Police Officers never know when a confrontation will turn deadly

(CNN) – Police brutality has been a hot topic and a matter of controversy in the U.S. Activists say some officers are too quick to use deadly force.  Others point out that the demands of the job mean that police never know when a confrontation will turn deadly.

Tense moments at a gas station near Columbia South Carolina.  Sean Groubert, a highway patrol officer, has just pulled over a man.  When the man turned back inside his car to get his license, the officer fired, in an instant. The victim, 35 year old Levar Jones, survived. Officer Groubert was fired and charged with aggravated assault and battery.

In Billings, Montana, a police officer approaches four men, sitting inside their car.  Officer Grant Morrison appears to recognize one of them as a suspect from an earlier shooting; he tells him he’s making him nervous.

The man killed it turns out, was unarmed, but Officer Morrison said he feared for his life because the man kept dropping his left hand despite the officer’s warnings to keep his hands up. The shooting was ruled “justifiable homicide.”
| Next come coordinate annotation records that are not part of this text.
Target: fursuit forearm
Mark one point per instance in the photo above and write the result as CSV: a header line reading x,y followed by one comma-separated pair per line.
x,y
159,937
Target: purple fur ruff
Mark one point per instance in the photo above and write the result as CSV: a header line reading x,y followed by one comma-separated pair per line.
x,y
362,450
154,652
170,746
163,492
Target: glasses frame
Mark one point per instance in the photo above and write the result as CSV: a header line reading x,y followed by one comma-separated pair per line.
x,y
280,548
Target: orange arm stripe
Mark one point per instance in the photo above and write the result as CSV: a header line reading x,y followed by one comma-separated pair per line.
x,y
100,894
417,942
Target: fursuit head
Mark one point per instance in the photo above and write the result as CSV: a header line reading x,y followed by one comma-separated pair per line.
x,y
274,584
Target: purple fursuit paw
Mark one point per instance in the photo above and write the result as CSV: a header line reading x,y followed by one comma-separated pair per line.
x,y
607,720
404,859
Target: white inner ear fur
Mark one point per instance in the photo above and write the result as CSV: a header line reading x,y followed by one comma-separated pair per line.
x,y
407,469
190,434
In Arizona this video from Officer Tyler Stewart’s body camera captures the last moments of his life. On it, a casual conversation between the officer and a man suspected of domestic violence.

Officer Stewart doesn’t even have his gun drawn, but watch what happens when the officer asks to frisk the man. The video ends there just as the suspect pulled a .22 caliber revolver from his pocket, firing six shots at the officer.  Hit five times, the officer never had a chance.

The 24-year-old officer died at the hospital. The suspect, meanwhile, used the officer’s weapon to take his own life.